Sehingga apa yang dimaksud dengan hukum adalah apa yang ada dalam
perundang-undangan yang telah disahkan oleh institusi negara yang memiliki
otoritas untuk itu. Nilai-nilai moral dan etik dianggap telah termuat dalam
perundang-undangan itu karena telah melalui proses partisipasi rakyat dan
pemahaman atas suara rakyat. Dalam hal produk itu dianggap melanggar
norma-norma dan nilai-nilai yang mendasar yang dihirmati oleh masyarakat dan
merugikan hak-hak rakyat yang dijamin konstitusi, maka rakyat dapat menggugat
negara (institusi) tersebut untuk mebatalkan peraturan yang telah
dikeluarkannya dan dinyatakan tidak berlaku. Dengan demikian nilai moral dan
etik, kepentingan-kentingan rakyat yang ada dalam kenyataan-kenyataan sosial
tetap menjadi hukum yang dicita-citakan yang akan selalui mengontrol dan
melahirkan hukum positif yang baru melalui proses perubahan, koreksi dan
pembentukan perundangan-undangan yang baru.
BAB III
PENUTUP
A. Kesimpulan
Proses
pembentukan hukum dan penegakan hukum ternyata sangat dipengaruhi oleh situasi
politik. Politik dengan corak otoriter mempengaruhi produk hukum yang
konservatif dan ortodoks dan melahirkan penegakkan hukum yang tidak baik.
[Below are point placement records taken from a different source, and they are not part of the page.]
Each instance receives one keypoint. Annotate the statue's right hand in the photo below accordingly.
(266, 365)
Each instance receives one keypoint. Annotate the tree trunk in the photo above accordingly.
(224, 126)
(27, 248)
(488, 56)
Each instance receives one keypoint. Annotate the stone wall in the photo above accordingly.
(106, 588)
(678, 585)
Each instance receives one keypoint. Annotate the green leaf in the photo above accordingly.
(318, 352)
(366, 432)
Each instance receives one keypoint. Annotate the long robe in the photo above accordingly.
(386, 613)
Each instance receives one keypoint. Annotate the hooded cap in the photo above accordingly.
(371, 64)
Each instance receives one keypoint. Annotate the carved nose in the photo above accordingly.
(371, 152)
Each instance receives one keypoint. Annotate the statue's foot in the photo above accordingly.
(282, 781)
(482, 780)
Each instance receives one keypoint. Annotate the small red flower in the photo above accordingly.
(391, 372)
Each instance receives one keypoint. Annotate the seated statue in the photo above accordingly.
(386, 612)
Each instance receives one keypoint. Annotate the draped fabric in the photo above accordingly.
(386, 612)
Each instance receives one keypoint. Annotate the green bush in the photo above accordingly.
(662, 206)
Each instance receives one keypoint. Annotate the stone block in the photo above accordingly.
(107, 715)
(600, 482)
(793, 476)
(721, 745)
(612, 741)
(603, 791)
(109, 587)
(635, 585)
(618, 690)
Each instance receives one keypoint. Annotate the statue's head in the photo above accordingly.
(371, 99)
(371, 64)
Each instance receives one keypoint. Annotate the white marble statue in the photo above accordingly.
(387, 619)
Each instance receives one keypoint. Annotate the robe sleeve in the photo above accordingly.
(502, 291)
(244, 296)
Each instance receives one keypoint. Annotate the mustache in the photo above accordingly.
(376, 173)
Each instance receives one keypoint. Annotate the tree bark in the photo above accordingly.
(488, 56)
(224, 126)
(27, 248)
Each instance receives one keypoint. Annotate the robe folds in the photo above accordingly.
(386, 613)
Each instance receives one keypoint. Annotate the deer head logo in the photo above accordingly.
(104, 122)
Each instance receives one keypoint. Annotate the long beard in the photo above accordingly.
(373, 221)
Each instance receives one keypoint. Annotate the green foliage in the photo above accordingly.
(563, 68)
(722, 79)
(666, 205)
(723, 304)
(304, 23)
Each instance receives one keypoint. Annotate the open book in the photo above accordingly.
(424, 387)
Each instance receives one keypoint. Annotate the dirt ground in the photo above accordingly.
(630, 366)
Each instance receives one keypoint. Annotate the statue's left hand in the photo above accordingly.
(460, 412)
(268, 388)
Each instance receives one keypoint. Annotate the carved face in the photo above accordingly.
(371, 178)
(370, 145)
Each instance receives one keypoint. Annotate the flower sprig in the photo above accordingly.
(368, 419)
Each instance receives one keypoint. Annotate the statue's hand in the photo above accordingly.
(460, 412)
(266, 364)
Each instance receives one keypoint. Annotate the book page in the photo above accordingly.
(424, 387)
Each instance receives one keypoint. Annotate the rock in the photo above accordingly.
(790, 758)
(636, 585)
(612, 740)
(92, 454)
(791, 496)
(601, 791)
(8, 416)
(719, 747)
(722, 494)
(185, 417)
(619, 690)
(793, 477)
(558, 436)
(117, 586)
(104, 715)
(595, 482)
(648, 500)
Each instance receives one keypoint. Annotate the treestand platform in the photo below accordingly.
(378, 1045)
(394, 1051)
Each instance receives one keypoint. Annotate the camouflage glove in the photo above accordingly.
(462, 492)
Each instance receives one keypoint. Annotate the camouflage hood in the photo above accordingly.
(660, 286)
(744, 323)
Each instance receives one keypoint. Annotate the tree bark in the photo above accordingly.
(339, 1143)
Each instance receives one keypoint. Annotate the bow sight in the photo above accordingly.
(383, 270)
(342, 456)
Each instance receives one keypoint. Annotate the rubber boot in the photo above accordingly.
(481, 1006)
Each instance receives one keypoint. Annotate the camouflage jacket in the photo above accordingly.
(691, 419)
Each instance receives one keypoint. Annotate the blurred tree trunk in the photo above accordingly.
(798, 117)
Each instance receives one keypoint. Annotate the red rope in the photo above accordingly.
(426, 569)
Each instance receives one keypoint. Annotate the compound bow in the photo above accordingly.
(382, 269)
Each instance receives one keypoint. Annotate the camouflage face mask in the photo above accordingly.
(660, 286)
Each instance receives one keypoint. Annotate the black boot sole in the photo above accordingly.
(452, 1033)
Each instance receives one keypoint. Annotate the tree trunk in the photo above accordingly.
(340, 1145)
Sebaliknya politik yang demokratis melahirkan produk hukum responsif dan
penegakan hukum yang baik. Tesis tersebut terbukti pada praktek pembentukkan
dan penegakkan hukum di Indonesia. Namun demikian pada era reformasi dengan
sistem pemerintahan yang lebih demokratis ternyata belum berhasil menghasilkan
hukum yang mengandung nilai keadilan dan diperuntukan bagi kesejahteraan masyarakat.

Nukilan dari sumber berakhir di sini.